Data visualization

Data visualization or data visualisation is viewed by many disciplines as a modern equivalent of visual communication. It involves the creation and study of the visual representation of data, meaning "information that has been abstracted in some schematic form, including attributes or variables for the units of information".[1]

A primary goal of data visualization is to communicate information clearly and efficiently via statistical graphics, plots and information graphics. Numerical data may be encoded using dots, lines, or bars, to visually communicate a quantitative message.[2] Effective visualization helps users analyze and reason about data and evidence. It makes complex data more accessible, understandable and usable. Users may have particular analytical tasks, such as making comparisons or understanding causality, and the design principle of the graphic (i.e., showing comparisons or showing causality) follows the task. Tables are generally used where users will look up a specific measurement, while charts of various types are used to show patterns or relationships in the data for one or more variables.

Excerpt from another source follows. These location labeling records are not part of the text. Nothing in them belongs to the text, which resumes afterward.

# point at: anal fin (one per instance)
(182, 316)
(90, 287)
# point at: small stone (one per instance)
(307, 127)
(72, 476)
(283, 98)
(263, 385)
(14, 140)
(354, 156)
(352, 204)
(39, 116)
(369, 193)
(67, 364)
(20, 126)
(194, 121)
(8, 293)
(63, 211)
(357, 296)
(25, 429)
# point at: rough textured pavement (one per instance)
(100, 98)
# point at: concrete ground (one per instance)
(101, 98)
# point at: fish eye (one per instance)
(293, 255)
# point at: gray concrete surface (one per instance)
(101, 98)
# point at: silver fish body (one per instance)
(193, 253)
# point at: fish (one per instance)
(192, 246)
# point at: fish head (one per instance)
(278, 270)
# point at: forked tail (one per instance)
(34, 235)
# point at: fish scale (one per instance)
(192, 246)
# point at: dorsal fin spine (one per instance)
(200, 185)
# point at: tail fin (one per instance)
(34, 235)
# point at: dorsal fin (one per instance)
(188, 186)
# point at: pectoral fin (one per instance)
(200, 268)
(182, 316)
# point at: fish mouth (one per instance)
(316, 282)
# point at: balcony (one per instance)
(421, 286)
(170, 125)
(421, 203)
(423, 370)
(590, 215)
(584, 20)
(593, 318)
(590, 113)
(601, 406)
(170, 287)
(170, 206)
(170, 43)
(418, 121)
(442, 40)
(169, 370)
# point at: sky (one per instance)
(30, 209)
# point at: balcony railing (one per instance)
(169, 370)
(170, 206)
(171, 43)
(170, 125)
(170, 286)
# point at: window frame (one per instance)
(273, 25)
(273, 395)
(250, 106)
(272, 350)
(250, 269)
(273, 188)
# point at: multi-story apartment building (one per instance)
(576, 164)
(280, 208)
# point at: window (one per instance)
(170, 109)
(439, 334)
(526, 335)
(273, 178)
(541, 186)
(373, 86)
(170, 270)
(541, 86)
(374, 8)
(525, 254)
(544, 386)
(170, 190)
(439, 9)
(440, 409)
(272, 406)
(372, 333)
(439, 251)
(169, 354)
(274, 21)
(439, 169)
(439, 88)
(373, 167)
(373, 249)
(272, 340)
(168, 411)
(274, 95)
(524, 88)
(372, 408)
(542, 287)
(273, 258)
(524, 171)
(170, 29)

Data visualization is both an art and a science.[3] It is viewed as a branch of descriptive statistics by some, but also as a grounded theory development tool by others. Increased amounts of data created by Internet activity and an expanding number of sensors in the environment are referred to as "big data" or Internet of things. Processing, analyzing and communicating this data present ethical and analytical challenges for data visualization. The field of data science and practitioners called data scientists help address this challenge.[4]

Overview

Data visualization is one of the steps in analyzing data and presenting it to users.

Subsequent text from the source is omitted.